【サステナ道場】欧州「CS3D」:人権・環境デューデリジェンス義務化のインパクト
社会課題の解決に真摯に向き合う「サステナビリティ経営」への取り組みは、今や日本企業にとって喫緊の課題となっている。とりわけ、次々と新たな規制を導入するヨーロッパの動きは、日本企業にとって大きな脅威であるとともに変革へのチャンスでもある。そんな中、EU(欧州連合)が新たな指令を採択した。同指令の概要や日本企業におけるビジネスと人権の取り組みを、長年にわたりサステナビリティやガバナンスの実践と研究に携わる孤高の求道者、「マッチョ三宅」こと公認会計士の三宅博人氏が、読者の”サステナ&ガバナンス筋力向上”を目指して“骨太解説”する――(前編)。
EU理事会による「CS3D」の採択
EUの政策決定機関、EU理事会はさる5月24日、「CS3D」(企業サステナビリティ・デューデリジェンス=DD指令:Corporate Sustainability Due Diligence Directive)を正式に採択した。2024年1月1日より適用が開始されている、CSRD(企業サステナビリティ報告指令:Corporate Sustainability Reporting Directive)に続くもので、今後2年以内に実施される各加盟国による国内法化を経て適用される。

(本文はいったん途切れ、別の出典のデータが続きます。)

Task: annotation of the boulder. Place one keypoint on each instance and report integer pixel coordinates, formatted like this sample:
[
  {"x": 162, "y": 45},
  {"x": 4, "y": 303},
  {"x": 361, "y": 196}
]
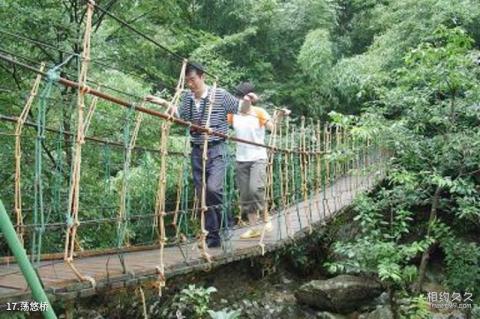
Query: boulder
[
  {"x": 342, "y": 294},
  {"x": 382, "y": 312},
  {"x": 328, "y": 315}
]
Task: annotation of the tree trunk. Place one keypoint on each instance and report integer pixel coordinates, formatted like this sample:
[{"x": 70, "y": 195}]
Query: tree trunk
[{"x": 426, "y": 254}]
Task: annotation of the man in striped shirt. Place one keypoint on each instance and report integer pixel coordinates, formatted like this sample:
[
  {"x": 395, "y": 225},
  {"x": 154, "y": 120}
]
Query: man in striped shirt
[{"x": 195, "y": 108}]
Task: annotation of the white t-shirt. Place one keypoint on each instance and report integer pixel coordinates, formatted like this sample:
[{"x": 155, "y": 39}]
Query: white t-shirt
[{"x": 250, "y": 127}]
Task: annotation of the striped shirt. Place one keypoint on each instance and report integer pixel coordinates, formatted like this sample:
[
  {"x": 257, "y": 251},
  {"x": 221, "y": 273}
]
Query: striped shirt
[{"x": 224, "y": 103}]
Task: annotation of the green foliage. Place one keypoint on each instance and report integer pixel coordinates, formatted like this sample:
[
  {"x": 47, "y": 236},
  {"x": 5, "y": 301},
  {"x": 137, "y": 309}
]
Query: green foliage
[
  {"x": 416, "y": 307},
  {"x": 225, "y": 314},
  {"x": 192, "y": 302},
  {"x": 378, "y": 250},
  {"x": 462, "y": 260}
]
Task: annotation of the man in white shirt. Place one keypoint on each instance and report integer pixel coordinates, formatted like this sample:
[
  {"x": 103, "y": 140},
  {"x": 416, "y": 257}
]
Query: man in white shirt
[{"x": 251, "y": 160}]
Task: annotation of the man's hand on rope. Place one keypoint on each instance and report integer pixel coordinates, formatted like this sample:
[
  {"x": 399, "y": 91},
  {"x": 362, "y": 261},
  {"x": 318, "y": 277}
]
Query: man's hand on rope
[
  {"x": 251, "y": 97},
  {"x": 247, "y": 101},
  {"x": 162, "y": 102},
  {"x": 284, "y": 112}
]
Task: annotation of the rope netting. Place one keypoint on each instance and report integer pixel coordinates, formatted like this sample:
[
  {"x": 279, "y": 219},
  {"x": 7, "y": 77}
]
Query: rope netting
[{"x": 109, "y": 175}]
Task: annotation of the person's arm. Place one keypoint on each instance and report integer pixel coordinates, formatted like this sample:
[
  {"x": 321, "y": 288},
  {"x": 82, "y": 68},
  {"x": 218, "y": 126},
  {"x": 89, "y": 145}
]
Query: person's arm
[
  {"x": 277, "y": 118},
  {"x": 232, "y": 104},
  {"x": 180, "y": 112}
]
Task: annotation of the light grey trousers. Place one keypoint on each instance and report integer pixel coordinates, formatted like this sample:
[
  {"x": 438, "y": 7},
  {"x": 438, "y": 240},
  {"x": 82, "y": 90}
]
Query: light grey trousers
[{"x": 251, "y": 179}]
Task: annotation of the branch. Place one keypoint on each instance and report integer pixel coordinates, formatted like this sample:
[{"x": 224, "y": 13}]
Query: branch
[
  {"x": 13, "y": 74},
  {"x": 99, "y": 21}
]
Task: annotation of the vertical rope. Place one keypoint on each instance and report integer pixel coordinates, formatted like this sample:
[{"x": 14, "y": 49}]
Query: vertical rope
[
  {"x": 124, "y": 209},
  {"x": 162, "y": 179},
  {"x": 268, "y": 194},
  {"x": 286, "y": 194},
  {"x": 74, "y": 194},
  {"x": 303, "y": 172},
  {"x": 295, "y": 188},
  {"x": 203, "y": 196},
  {"x": 18, "y": 154}
]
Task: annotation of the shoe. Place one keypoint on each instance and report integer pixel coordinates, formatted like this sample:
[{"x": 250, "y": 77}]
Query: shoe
[
  {"x": 268, "y": 227},
  {"x": 251, "y": 233},
  {"x": 213, "y": 243}
]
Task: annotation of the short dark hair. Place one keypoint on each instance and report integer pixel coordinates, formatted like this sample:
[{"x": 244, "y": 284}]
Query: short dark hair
[
  {"x": 194, "y": 67},
  {"x": 244, "y": 88}
]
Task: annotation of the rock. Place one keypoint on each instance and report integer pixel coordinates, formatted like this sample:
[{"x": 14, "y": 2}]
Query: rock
[
  {"x": 328, "y": 315},
  {"x": 382, "y": 312},
  {"x": 342, "y": 294}
]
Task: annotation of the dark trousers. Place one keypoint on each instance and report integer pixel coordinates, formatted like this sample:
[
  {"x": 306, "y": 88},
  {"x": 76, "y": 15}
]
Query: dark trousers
[{"x": 215, "y": 174}]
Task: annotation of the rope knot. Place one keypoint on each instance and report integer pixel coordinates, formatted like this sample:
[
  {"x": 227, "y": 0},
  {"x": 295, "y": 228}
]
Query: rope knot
[{"x": 53, "y": 75}]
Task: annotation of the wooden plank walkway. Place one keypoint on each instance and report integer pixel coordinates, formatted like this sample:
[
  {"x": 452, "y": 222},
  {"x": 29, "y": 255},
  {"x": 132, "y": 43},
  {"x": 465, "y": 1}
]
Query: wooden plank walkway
[{"x": 61, "y": 283}]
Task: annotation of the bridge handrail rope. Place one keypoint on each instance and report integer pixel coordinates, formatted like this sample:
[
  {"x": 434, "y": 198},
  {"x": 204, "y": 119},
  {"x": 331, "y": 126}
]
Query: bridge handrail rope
[
  {"x": 145, "y": 110},
  {"x": 301, "y": 153},
  {"x": 14, "y": 119}
]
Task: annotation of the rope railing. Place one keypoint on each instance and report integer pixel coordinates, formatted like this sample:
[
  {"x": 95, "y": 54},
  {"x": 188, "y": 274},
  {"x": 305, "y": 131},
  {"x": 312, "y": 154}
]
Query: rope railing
[{"x": 303, "y": 161}]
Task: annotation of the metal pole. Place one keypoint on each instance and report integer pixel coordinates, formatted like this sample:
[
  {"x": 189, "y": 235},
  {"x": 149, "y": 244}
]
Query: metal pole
[{"x": 21, "y": 257}]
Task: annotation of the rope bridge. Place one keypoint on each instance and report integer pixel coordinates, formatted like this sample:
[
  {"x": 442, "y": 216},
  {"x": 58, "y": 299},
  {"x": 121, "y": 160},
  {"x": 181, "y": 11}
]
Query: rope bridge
[{"x": 94, "y": 185}]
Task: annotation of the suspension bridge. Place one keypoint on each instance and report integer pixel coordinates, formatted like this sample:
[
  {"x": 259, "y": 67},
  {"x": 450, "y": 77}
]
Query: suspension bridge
[{"x": 100, "y": 196}]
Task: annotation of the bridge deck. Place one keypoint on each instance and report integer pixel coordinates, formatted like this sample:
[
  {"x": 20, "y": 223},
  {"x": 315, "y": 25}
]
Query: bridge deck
[{"x": 61, "y": 283}]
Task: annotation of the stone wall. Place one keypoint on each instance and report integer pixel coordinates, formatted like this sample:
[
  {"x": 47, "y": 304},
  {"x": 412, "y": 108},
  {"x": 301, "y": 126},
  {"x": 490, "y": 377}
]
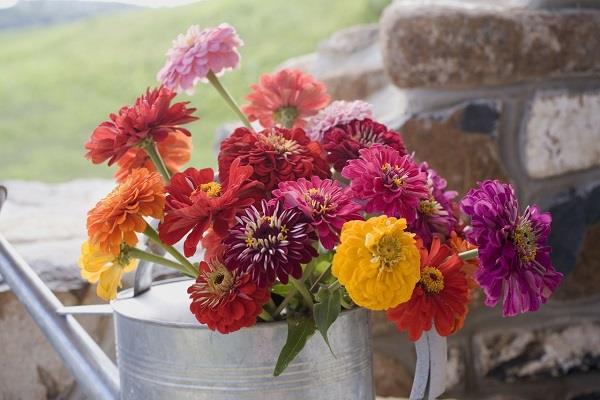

対象となるのは、EU企業においては、全世界での年間純売上高4億5000万ユーロ(約750億円)超かつ平均従業員数1000人超、日本を含むEU域外企業おいては、EU域内での年間純売上高4億5000万ユーロ超の企業であり、グループ全体で当該基準を満たせば親会社が報告義務を負うこととなる。規模の大きな企業から段階的に、早ければ2027年度から、2029年以降は指令の対象となる全ての企業に適用される。罰則の上限はグローバルの年間純売上高の5%と巨額に上る。
バリューチェーンを通じた「人権・環境デューデリジェンス」の義務化
CSRDがサステナビリティ開示と保証を義務付ける指令であるのに対し、CS3Dは、自社のみならず、「バリューチェーン」を通じた人権・環境への負の影響の特定・防止・軽減・救済(苦情処理メカニズム)に対するDDを義務付けていることに特徴がある。
バリューチェーンとは、モノの供給の連鎖であるサプライチェーンを超え、原材料調達、製造・加工、物流、消費などの活動における付加価値の連鎖に着目した概念である。特に同指令では「chain of activities」(企業活動の連鎖)という単語を用いている。DDの対象には、事業の上流のすべてを含むが、下流の内、廃棄や間接的なビジネスパートナーに関する活動は含まれないと解される。
「ダブルマテリアリティ」と「リスクベースアプローチ」
各事業領域におけるインパクトの測定において、CSRDでは、同指令の委任規則であるESRS(欧州サステナビリティ報告基準:European Sustainability Reporting Standards)の定める下記の10項目に照らして、「ダブルマテリアリティ」(企業活動が外部環境から受ける財務的影響のみならず、外部環境へ与える影響も考慮)の視点から評価することを要求している。
① 気候変動
② 汚染
③ 水と海洋資源
④ 生物多様性とエコシステム
⑤ サーキュラーエコノミー
⑥ 企業内労働力
⑦ バリューチェーン内の労働者
⑧ 影響を受けるコミュニティ
⑨ 消費者とエンドユーザー
⑩ 事業運営
これに対し、CS3Dでは、人権・環境に対する負の影響の発生可能性や深刻度に基づく、「リスクベースアプローチ」の考え方を採用している。